We create more and more mobile-friendly applications, many of which also work on Android. But having to cover the distributor role there as well, how do we actually go about releasing our apps there?
Targeting Android with our applications is interesting both for reaching a like-minded community on its FOSS variants such as LinageOS as well as for the vast user base of its proprietary variants, and is in line with KDE's goal of improving our application delivery. However, it is also up to us to wear the distributor hat and take care of packaging and delivery to the respective app stores there.
While we have the infrastructure to build nightly debug packages targeting Android for about 25 apps, and distribute those via a dedicated F-Droid repository, only very few applications have proper releases for Android. All of those use custom solutions to build their release packages, unlike on other platforms we have no common infrastructure for this.
In this talk we are going to look at ongoing efforts to expand the existing setup of Craft and Binary Factory to also cover Android release packages. Craft and Binary Factory are already used to build Windows, macOS and AppImage packages, covering Android as well promises less dependency, package and infrastructure maintenance work.
Building release packages isn't as easy as changing a few build flags though. Particularly for mobile apps it is useful to optimize the package size by ensuring we only include what is absolutely necessary, both for code and data. At the same time it's crucial the package is complete, especially regarding translation catalogs. We'll therefore look at ways to inspect, analyze and optimize the release packages.

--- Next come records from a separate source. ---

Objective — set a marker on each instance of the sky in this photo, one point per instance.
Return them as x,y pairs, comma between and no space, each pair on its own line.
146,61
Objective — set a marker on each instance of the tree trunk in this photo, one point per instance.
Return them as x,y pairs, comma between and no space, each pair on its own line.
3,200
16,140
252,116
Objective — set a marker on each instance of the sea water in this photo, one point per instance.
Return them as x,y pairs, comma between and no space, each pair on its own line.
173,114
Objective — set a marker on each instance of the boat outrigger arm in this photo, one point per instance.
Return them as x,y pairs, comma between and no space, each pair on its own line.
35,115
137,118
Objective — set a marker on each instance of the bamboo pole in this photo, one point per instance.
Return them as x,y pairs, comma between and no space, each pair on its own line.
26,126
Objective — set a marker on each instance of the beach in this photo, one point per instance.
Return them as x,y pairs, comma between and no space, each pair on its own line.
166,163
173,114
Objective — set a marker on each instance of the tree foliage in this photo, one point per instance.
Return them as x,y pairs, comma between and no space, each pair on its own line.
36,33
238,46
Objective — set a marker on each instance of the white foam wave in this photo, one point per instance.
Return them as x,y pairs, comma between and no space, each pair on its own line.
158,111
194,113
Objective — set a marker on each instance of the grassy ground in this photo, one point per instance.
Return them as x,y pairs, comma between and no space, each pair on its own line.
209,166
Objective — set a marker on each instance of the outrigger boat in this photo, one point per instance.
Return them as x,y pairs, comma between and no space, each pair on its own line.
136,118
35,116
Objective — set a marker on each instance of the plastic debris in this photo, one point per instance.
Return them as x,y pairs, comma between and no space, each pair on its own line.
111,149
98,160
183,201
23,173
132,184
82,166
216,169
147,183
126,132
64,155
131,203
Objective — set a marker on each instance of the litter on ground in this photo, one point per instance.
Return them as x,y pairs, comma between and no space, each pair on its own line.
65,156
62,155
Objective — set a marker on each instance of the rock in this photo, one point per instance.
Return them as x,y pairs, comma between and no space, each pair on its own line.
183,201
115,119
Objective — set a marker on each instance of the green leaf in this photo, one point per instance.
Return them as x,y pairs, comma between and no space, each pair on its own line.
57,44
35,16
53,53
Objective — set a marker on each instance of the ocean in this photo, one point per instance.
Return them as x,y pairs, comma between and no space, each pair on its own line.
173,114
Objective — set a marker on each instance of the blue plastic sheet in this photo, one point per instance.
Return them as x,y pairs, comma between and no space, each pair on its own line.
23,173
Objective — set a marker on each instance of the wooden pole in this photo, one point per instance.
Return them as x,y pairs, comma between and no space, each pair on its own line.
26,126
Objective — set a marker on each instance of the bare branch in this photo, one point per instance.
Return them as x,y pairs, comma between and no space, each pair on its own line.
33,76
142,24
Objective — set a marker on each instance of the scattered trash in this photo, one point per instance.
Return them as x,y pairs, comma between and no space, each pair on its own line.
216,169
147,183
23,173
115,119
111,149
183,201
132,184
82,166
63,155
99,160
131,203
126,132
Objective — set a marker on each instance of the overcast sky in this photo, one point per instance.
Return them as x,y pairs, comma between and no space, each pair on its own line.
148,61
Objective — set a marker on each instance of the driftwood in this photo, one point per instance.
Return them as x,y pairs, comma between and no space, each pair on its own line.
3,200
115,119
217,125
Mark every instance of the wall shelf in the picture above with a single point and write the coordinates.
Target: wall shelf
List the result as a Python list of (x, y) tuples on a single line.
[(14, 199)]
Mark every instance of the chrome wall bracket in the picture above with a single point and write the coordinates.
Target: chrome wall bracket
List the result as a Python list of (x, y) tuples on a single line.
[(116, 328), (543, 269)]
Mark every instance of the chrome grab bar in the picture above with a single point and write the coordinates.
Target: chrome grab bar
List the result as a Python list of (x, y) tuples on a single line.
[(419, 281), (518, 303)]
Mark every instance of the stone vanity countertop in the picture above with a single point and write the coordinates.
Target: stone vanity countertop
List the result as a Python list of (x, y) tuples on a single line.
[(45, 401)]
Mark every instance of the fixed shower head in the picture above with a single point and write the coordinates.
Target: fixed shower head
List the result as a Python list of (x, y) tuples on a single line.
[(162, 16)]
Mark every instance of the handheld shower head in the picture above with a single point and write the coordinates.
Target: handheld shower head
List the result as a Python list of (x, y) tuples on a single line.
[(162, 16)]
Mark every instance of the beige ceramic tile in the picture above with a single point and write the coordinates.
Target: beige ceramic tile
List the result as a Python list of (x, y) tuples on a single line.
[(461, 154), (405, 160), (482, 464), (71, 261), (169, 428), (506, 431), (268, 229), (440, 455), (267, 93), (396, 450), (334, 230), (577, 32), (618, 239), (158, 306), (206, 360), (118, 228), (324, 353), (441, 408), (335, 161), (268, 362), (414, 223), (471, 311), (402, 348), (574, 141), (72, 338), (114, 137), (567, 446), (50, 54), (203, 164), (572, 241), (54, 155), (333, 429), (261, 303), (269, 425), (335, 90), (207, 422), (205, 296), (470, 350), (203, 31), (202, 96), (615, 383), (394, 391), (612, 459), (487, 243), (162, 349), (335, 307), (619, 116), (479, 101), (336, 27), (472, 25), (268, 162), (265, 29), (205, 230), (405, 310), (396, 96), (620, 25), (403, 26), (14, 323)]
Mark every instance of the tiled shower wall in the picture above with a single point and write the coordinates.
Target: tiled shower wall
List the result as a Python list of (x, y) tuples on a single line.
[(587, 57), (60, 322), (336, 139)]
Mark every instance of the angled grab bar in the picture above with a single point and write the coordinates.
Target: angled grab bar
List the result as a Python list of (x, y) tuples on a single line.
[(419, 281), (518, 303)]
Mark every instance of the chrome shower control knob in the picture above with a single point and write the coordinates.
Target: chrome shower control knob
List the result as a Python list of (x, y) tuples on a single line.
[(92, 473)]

Finally, a package itself isn't enough for an app store presence, we also need the associated metadata describing the application, e.g. with texts, tags/categories or screenshots. Most of this usually exists in form of AppStream metadata already, and we'll see how that can be used for Android app stores as well.
Volker joined KDE in 2002, and has since then contributed to for example KDE PIM and Akonadi, the KF5 syntax highlighting engine, ELF Dissector, the telemetry and survey framework KUserFeedback and the digital travel assistance app KDE Itinerary.